At first I wondered why anyone would name a ministry after themselves. Later I discovered that this was quite common in America. There are some deep cultural reasons for this but that was my first discomfort. My closest friend at the time was known as quite a star in apologist circles but again I started having discomfort about this brand of Christian Apologetics.

However these CAs (Christian Apologists) loved CS Lewis and having grown up with Narnia, I thought that it there MUST be cool. Anyway as a young urban Christian in India CA was very cool and hip and tons of my friends wanted go study it further and learn more and so on.

The first I heard anyone in authority mildly critique CA, was in bible school, where one of my lecturers suggested that maybe CA doesn’t have it all right. This was a huge relief to me. I still don’t fully know why.

In one of those summers in England I went to the Keswick convention where we saw a speaker from RZ ministries giving some very engaging talks. It felt like a great dizzying ride through intellectual depths and it was invigorating. In one of the sessions an old man with a wavering voice, with a shaking raised eye questioned the trinity. What happened next has never left me. The RZ man pounced on this old doddering man and intellectually just pounded him to the floor. Argument and reasoning flooded out drowning this man. He mumbled, ‘you’re just making me dizzy.’

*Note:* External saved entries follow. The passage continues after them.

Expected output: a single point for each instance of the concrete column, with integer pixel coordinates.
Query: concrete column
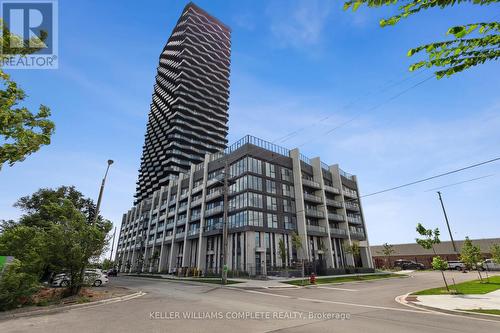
(202, 247)
(299, 204)
(318, 177)
(187, 247)
(368, 252)
(172, 246)
(335, 170)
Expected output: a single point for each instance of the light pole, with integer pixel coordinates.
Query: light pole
(447, 223)
(100, 191)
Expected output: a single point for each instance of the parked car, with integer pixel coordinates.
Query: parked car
(91, 277)
(489, 265)
(456, 265)
(112, 272)
(408, 264)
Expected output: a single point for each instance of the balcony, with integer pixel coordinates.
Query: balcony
(312, 198)
(311, 183)
(315, 213)
(196, 202)
(357, 235)
(215, 226)
(338, 232)
(213, 211)
(350, 193)
(334, 203)
(213, 195)
(193, 232)
(332, 189)
(352, 206)
(194, 217)
(197, 189)
(316, 228)
(335, 217)
(354, 219)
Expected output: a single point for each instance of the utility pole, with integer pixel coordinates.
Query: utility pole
(225, 226)
(112, 246)
(100, 192)
(447, 223)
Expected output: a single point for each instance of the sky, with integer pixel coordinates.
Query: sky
(335, 78)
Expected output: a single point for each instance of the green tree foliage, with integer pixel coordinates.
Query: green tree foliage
(22, 132)
(495, 253)
(471, 256)
(471, 44)
(54, 235)
(431, 238)
(16, 286)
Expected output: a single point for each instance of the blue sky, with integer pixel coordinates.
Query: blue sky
(294, 63)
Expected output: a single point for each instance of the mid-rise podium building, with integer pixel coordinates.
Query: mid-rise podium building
(190, 180)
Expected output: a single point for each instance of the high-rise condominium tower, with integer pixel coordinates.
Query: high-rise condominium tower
(189, 111)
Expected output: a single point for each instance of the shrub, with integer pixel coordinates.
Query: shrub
(16, 286)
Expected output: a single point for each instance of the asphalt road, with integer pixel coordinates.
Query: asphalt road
(351, 307)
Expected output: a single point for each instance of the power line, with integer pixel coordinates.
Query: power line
(459, 183)
(433, 177)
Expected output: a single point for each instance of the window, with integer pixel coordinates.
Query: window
(246, 182)
(272, 221)
(270, 170)
(247, 217)
(288, 206)
(247, 164)
(288, 190)
(247, 199)
(286, 174)
(272, 203)
(271, 186)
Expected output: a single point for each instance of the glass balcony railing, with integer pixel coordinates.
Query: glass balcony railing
(312, 198)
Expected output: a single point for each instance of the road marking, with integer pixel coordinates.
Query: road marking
(335, 288)
(376, 307)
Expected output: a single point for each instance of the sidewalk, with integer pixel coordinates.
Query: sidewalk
(490, 301)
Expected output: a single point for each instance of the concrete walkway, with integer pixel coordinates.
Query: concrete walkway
(490, 301)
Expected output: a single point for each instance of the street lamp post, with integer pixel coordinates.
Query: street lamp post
(99, 199)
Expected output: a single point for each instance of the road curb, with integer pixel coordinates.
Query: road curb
(61, 308)
(402, 300)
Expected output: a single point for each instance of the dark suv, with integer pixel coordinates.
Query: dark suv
(408, 264)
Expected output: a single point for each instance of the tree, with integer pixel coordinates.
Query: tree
(472, 44)
(471, 256)
(440, 265)
(55, 235)
(387, 251)
(431, 238)
(21, 131)
(354, 250)
(495, 253)
(298, 245)
(282, 251)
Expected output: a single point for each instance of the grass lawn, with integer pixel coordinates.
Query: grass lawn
(202, 280)
(495, 312)
(341, 279)
(469, 287)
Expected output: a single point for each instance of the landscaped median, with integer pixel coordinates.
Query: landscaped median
(475, 297)
(344, 279)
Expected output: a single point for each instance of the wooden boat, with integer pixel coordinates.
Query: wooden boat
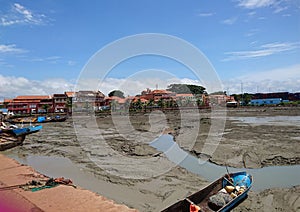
(201, 200)
(7, 141)
(12, 137)
(38, 119)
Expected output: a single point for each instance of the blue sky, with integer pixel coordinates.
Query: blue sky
(45, 44)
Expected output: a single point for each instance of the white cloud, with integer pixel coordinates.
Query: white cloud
(206, 14)
(10, 49)
(285, 79)
(229, 21)
(11, 86)
(252, 4)
(277, 5)
(21, 15)
(264, 50)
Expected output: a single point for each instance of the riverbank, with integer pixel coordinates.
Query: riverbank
(266, 141)
(59, 198)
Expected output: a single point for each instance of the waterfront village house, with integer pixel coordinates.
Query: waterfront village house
(60, 103)
(220, 99)
(88, 100)
(70, 95)
(157, 95)
(30, 104)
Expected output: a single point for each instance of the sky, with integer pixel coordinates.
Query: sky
(45, 46)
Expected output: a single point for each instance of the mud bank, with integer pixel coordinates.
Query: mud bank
(148, 187)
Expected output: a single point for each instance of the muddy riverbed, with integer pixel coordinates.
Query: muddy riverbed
(114, 154)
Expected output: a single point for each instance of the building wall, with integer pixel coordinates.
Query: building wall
(271, 101)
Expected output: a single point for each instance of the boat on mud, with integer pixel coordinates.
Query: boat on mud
(12, 136)
(221, 195)
(36, 119)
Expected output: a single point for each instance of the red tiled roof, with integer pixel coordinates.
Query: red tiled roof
(7, 100)
(32, 97)
(184, 95)
(70, 93)
(161, 91)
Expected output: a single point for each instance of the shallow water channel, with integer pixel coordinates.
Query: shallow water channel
(267, 177)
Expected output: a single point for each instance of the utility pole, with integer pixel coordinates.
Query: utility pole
(242, 93)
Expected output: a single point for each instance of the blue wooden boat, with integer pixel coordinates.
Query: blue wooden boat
(201, 199)
(22, 131)
(37, 119)
(12, 137)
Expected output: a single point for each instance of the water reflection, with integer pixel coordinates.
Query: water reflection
(267, 177)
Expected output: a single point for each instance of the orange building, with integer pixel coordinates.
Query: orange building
(30, 104)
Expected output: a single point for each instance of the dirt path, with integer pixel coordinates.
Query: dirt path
(255, 145)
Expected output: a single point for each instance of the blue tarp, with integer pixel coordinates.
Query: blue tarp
(41, 119)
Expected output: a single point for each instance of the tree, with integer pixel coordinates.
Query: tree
(117, 93)
(185, 88)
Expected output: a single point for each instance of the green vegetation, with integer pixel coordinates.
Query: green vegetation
(117, 93)
(184, 89)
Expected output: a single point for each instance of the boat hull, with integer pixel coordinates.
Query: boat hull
(201, 198)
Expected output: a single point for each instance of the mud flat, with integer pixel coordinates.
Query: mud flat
(251, 138)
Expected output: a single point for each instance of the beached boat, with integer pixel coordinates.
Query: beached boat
(232, 190)
(12, 137)
(37, 119)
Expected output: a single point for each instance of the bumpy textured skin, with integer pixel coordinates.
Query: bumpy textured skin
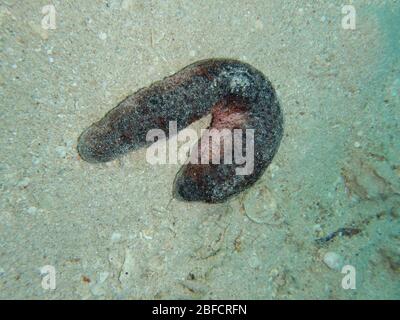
(237, 95)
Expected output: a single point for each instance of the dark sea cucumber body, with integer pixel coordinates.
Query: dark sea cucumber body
(238, 96)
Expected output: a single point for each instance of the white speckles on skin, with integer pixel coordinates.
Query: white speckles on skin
(239, 83)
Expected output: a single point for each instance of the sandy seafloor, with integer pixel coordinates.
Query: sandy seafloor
(113, 231)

Back in India I started observing how my friend conducted his arguments and realised that it was essentially belittling. We had a few arguments as well. Then RZ himself came and visited our church. At least a thousand people came and the church hired extra PA and video equipment to broadcast this amazing intellect. Yet I felt very unmoved. Over those few years I’d started hearing these arguments not as clever defenses but as a sneer against those who ‘don’t get it.’

Essentially I felt that CA was more polemic than apologetic. These weren’t defenses to a question. They were rational crushing balls to a justifiable thought. They relied on silencing the questioner with brilliance. Since then I don’t have too much respect for CA. Though of course RZ and his people ARE brilliant and it will be crude to question their passion for what they do.

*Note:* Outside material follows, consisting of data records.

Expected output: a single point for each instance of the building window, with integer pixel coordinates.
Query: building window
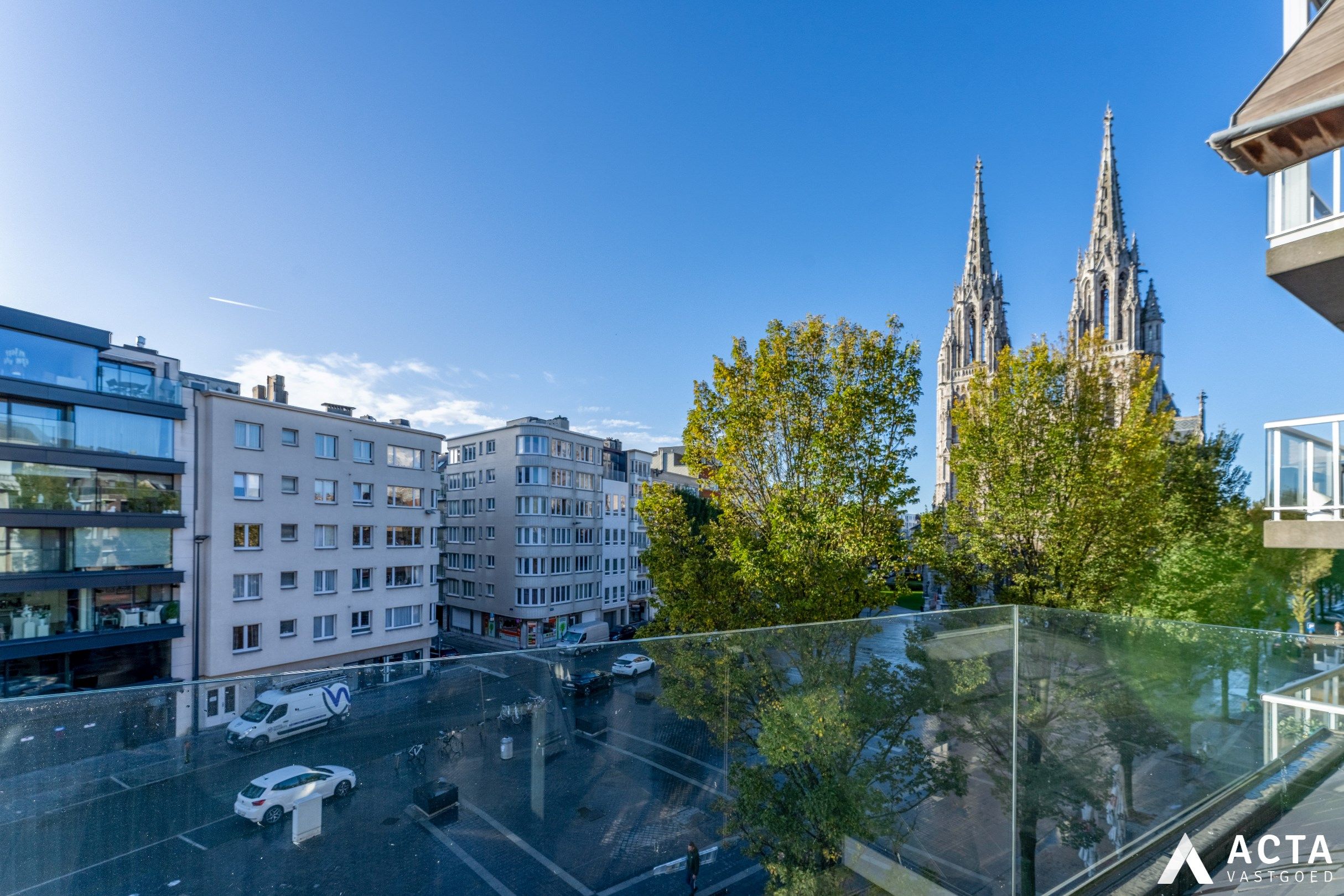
(324, 536)
(402, 577)
(248, 487)
(405, 496)
(530, 506)
(248, 436)
(402, 617)
(405, 536)
(405, 457)
(324, 628)
(248, 638)
(248, 586)
(324, 446)
(248, 536)
(534, 445)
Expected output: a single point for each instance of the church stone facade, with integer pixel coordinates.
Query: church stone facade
(1108, 295)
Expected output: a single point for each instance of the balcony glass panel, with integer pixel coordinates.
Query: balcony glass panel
(48, 361)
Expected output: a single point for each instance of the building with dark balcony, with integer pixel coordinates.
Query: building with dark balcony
(95, 450)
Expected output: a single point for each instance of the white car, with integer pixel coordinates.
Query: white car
(268, 798)
(632, 664)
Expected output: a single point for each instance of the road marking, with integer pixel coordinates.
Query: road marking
(189, 840)
(653, 743)
(650, 762)
(129, 852)
(522, 844)
(491, 881)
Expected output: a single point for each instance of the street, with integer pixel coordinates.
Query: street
(603, 813)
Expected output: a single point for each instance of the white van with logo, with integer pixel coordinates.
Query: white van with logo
(584, 637)
(292, 710)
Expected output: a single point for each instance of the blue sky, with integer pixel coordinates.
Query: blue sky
(471, 211)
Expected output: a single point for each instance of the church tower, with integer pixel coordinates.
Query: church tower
(1107, 289)
(976, 332)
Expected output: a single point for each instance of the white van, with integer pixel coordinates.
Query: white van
(584, 637)
(290, 710)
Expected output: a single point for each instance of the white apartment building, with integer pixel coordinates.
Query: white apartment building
(319, 542)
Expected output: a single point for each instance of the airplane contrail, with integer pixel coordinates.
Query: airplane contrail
(229, 301)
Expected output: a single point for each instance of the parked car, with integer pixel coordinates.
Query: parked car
(268, 798)
(581, 684)
(632, 664)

However I do wonder whether my friends and me in urban India made an idol out of Apologetics and also idolized the leaders within this area. As I read CS Lewis further I also discovered there’s a lot in CS Lewis which these particular folks from CA wouldn’t really like or agree with. In other words CS Lewis was being very selectively read and portrayed as a CA. When in fact he is much broader than most evangelicals would like him to be.

This is not a pure rant against CA but more against the excesses of CA. I think at the heart of it, it is the classic elevation of intellect over all else. The issue here is that it encourages us to live our lives especially our faith, in our head. Yet our faith is meant to be our whole selves, body and whatever else is housed in it. Our heads and our thinking aren’t the beginning and end of who we are as God’s children.

So this ends with the question, if our faith is not just in our heads, how does it live out in the rest of us?